I don’t know what changed my mind. My renewed fervor,
between this blog and my latest project, has altered my attitude on writing
significantly. All for the better. It’s a beautiful transformation, and it led
me to sit down and look at this story once again to see if it was worth sending
out for publication.
It only took me a few sentences to start cringing at the out-of-date
writing style. There was nothing inherently wrong with what I had written, or
even how I had written it. But the story was like a skeleton. It contained all
the essential pieces, but it lacked flair, taste, and was just not that
enjoyable to read (in my mind; I asked a reader to look at it again and provide
criticism, and they said they loved it just as much as they did when they first
read it; we are our own worst critics, after all).

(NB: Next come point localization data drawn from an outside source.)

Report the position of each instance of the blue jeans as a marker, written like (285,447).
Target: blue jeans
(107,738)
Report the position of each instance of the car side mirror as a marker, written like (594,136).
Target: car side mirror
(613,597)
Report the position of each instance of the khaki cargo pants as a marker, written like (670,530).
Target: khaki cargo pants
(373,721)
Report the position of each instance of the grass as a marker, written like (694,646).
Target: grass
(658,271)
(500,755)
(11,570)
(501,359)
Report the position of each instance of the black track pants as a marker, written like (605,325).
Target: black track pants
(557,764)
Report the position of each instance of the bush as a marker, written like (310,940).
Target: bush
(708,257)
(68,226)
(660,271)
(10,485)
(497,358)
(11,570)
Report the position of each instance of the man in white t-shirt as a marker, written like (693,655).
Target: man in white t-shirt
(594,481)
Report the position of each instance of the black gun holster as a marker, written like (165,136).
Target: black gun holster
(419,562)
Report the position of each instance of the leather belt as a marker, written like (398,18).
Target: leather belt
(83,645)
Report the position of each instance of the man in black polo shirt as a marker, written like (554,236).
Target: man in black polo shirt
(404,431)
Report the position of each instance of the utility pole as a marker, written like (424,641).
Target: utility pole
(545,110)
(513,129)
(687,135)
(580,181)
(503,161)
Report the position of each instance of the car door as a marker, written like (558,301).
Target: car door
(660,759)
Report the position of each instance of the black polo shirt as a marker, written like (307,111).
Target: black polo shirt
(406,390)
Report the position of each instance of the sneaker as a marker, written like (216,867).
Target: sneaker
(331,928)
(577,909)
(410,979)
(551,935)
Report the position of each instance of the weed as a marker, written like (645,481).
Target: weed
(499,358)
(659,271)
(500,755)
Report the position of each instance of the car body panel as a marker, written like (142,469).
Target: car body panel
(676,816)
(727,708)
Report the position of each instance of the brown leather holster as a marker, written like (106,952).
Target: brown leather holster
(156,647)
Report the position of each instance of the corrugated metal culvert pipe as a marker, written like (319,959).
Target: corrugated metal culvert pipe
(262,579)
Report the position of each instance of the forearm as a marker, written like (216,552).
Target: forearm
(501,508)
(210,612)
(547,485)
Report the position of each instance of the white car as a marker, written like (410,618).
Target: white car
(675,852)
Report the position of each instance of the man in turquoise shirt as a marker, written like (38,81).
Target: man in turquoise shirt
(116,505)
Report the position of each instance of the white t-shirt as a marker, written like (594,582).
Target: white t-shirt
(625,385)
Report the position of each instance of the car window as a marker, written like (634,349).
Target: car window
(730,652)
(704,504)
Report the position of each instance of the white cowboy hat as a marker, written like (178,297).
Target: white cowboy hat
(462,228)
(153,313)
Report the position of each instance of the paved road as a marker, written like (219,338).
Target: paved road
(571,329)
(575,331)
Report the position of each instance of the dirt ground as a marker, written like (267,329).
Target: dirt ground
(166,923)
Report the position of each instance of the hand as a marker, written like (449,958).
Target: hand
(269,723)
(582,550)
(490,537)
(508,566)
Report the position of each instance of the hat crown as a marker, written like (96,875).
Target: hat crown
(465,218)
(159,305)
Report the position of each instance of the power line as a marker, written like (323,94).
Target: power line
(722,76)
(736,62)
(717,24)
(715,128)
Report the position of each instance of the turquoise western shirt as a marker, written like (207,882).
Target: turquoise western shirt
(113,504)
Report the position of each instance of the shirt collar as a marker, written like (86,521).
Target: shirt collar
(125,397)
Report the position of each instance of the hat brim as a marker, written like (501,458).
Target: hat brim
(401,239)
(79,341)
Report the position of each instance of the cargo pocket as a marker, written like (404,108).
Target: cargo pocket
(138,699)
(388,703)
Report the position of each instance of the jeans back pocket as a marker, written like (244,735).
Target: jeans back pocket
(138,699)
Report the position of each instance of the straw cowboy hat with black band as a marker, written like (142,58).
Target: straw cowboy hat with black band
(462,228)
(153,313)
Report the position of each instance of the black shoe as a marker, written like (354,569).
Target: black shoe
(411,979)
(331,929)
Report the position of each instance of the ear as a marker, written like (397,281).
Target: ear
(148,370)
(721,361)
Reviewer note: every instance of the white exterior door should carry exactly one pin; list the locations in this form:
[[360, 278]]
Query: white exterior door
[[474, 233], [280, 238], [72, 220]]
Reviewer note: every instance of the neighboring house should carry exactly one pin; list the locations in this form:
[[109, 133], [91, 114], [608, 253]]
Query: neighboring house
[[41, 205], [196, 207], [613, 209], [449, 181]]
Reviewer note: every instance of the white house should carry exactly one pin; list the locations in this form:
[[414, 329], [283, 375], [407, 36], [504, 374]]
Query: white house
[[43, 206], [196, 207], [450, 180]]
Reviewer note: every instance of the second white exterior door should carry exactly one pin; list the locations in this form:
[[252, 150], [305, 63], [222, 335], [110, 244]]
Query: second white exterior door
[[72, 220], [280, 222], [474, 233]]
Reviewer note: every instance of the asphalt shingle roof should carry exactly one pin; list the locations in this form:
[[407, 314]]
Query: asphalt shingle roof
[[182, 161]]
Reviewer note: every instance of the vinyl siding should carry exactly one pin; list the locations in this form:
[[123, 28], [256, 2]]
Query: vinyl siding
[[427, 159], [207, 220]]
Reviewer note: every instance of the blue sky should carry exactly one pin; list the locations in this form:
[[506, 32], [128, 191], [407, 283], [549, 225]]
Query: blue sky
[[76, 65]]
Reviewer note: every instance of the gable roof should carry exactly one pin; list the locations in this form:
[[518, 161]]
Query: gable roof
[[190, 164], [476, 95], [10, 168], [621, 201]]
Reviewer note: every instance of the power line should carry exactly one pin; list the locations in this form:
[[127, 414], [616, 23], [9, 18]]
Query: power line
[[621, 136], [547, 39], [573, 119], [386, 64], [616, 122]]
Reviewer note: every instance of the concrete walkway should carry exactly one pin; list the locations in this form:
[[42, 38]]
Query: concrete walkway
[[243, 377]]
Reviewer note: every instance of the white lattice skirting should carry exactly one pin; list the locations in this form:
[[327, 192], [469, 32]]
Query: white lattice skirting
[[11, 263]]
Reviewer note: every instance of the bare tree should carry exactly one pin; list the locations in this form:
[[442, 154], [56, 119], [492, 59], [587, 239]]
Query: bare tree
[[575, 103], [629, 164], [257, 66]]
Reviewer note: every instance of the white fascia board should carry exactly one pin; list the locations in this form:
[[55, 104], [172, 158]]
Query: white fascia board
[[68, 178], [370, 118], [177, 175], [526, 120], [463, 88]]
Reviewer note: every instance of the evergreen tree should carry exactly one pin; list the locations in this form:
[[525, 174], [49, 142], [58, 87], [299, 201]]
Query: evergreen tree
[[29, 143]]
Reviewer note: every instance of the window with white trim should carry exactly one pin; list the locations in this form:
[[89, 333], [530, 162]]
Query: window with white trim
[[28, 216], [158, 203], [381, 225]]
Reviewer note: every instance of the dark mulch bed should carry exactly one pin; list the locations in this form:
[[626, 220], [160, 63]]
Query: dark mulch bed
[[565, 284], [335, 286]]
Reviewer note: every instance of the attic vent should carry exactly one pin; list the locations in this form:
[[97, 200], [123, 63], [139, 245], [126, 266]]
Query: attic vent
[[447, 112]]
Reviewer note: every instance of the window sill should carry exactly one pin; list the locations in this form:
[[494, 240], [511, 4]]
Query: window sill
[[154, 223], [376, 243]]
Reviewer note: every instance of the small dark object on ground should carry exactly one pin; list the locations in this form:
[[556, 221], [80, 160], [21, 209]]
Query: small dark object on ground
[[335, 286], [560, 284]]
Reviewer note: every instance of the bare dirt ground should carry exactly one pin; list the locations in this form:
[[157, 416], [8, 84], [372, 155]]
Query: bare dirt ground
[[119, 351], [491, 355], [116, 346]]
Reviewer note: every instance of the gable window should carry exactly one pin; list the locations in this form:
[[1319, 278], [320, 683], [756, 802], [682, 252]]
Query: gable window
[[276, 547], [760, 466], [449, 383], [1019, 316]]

But I was still unsatisfied, and there was no way I was
going to send it out for publication as it was. Which meant revisions.
At first I wallowed in the fear that all was lost, and oh,
how horrible, I would have to rewrite the whole thing.
After I calmed down I looked at it again and realized that I
had very little work to do after all. I started reading, updating phrases where
I thought they could be better, clarifying details, making connections that had
been left undone. I gave the story a new name (hallelujah!) and finally got
down to the business of fleshing it out, giving it shape. It’s now almost three thousand words longer,
and I’m only halfway done.
You see – revising a story does not mean you have to start
from scratch. You are building on a world you have already constructed. If
writing a story is comparable to building a house, then revising the story is
comparable to decorating it exactly the way you want it (money is no object to your
creativity).
Seeing the story grow up in such a radical way has been
delightful, not to mention confidence boosting. It showed me all along that I
had been afraid of nothing, and that my skills were not being undermined by
doing revisions, but instead bolstered and refreshed. Just like the story.
In other news, I have found a cool new toy that I have loved
using while I write called MyNoise. This website has a large list of interactive
soundscapes that you can use to practice immersive writing. For example, my
story takes place in an alien jungle, so I have been listening to the
soundscape “Jungle Noise” for two weeks. You can adjust the levels to your own
preference, or you can choose to “animate” the sliders so that the noise
constantly randomizes (which I find to be a little more realistic).
Immersive writing, ideally, is the practice of replicating
the setting of your story perfectly, but not many of us have access to alien
jungles or thirteenth century Russia, for example. Surrounding yourself in the
appropriate noises can get us close enough.
So what projects have you been putting off lately because
you were afraid of failure? Whatever they are, take a deep breath, plug in, and
get to work. Success is closer than you think.